A controversial Harvard-educated physicist generated a new wave of hoopla in the scientific community last week when he announced his newest conception--cloning himself.
Dr. Richard G. Seed '49, who also holds a masters and Ph.D. from Harvard--but no medical degree--provoked a slew of criticism with his comments made during a panel discussion on cloning sponsored by the Association for Politics and the Life Sciences (APLS).
"It's absolute nonsense," said Professor George Annas of the Boston University School of Public Health. Annas was one of the seven other panel members who took part in the cloning discussions. "I don't think we can take [Seed's comments] seriously. It's just a publicity stunt."

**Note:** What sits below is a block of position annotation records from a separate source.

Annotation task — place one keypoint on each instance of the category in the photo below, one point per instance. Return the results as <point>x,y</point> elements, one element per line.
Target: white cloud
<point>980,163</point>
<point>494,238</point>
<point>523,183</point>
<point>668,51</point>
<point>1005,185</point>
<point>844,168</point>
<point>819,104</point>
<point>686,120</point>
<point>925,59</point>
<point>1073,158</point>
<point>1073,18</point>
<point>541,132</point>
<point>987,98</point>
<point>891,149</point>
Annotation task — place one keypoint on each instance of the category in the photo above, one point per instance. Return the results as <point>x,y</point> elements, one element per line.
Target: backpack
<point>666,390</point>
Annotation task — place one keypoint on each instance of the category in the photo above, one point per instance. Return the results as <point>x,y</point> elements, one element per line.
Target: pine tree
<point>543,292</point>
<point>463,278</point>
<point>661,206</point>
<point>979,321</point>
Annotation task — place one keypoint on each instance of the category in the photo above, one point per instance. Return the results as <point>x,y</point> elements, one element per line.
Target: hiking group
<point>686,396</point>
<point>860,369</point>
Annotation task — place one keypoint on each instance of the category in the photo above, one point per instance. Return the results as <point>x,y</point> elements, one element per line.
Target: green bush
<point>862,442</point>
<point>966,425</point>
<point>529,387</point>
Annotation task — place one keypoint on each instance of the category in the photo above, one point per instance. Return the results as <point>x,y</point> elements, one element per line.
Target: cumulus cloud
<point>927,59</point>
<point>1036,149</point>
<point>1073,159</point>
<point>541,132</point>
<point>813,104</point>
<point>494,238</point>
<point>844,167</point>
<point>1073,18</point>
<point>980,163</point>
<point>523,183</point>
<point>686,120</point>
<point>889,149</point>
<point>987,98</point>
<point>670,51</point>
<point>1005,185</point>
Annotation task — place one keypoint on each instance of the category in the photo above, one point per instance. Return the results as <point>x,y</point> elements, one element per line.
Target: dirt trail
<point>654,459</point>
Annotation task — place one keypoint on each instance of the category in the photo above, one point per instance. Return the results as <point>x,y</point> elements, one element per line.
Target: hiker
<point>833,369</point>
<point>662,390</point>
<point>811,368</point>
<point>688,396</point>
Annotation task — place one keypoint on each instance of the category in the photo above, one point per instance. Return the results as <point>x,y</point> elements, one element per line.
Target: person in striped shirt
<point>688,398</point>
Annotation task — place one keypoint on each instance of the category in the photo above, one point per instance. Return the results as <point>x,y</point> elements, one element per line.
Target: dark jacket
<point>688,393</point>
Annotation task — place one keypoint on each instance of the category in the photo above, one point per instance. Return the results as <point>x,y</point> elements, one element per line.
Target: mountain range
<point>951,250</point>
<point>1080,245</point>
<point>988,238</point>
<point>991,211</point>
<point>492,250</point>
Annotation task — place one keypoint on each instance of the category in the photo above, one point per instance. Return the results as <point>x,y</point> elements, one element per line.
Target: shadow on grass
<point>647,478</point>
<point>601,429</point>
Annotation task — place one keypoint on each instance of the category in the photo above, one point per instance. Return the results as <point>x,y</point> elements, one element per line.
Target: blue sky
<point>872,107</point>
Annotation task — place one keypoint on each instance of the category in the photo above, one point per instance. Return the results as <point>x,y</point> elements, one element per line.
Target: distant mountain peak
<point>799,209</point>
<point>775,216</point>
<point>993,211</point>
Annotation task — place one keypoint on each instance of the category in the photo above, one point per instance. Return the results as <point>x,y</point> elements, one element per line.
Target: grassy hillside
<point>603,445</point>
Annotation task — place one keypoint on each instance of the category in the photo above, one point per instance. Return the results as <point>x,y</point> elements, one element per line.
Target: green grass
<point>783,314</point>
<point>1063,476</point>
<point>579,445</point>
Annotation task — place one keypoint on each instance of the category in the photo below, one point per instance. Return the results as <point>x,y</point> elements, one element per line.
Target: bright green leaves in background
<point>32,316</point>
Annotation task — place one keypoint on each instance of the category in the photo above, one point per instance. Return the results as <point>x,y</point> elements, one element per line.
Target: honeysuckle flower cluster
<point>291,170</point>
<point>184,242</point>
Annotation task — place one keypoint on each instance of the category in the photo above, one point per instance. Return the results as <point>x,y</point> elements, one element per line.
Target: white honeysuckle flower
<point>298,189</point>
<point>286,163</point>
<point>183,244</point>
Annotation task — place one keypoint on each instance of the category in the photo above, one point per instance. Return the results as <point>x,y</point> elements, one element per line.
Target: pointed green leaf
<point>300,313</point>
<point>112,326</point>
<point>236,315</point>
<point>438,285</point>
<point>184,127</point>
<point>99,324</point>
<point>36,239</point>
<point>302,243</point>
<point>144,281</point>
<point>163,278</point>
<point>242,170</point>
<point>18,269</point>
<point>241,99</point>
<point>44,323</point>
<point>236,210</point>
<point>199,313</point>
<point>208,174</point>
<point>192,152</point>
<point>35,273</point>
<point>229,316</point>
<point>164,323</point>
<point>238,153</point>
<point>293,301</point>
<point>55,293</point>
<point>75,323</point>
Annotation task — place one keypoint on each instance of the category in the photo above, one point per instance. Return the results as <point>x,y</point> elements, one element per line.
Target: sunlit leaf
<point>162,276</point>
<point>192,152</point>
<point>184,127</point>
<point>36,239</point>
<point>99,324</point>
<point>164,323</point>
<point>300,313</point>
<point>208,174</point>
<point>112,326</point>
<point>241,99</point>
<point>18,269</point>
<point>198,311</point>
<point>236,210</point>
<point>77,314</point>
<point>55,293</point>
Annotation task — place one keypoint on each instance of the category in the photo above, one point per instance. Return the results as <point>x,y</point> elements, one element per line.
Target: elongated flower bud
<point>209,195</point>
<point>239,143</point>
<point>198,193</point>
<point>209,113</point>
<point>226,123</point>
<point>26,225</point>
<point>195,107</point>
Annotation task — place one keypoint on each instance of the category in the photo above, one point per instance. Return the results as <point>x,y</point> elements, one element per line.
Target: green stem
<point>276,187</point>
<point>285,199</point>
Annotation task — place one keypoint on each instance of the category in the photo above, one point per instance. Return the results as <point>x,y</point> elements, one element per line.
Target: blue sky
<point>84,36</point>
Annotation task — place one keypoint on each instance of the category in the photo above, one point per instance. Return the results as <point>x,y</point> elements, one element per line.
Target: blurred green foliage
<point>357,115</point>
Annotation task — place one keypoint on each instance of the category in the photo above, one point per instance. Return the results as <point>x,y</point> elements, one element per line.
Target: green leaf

Seed, who did not return numerous phone calls to his home last weekend, gained notoriety earlier this year when he first announced that he would begin cloning experiments on humans. His abstract, submitted prior to the debate, looked favorably at the benefits of human cloning, calling it a "legitimate treatment of infertility" and an "expression of immortality."
During last week's panel discussion, Seed said he would start by cloning himself to "defuse the criticism that I'm taking advantage of desperate women with a procedure that's not proven."
But many doubt that Seed, who has no medical degree or known funding, will actually succeed.
The APLS is an international and interdisciplinary association of scholars, scientists, and policymakers concerned with problems that involve politics or public policy as well as the life sciences. According to Gary R. Johnson, the group's executive director, human cloning was just one of the many issues discussed at last week's annual meeting held in Boston.
"We are a non-partisan group," he said. "We invited Seed to make sure there was an outspoken advocate of cloning on the panel."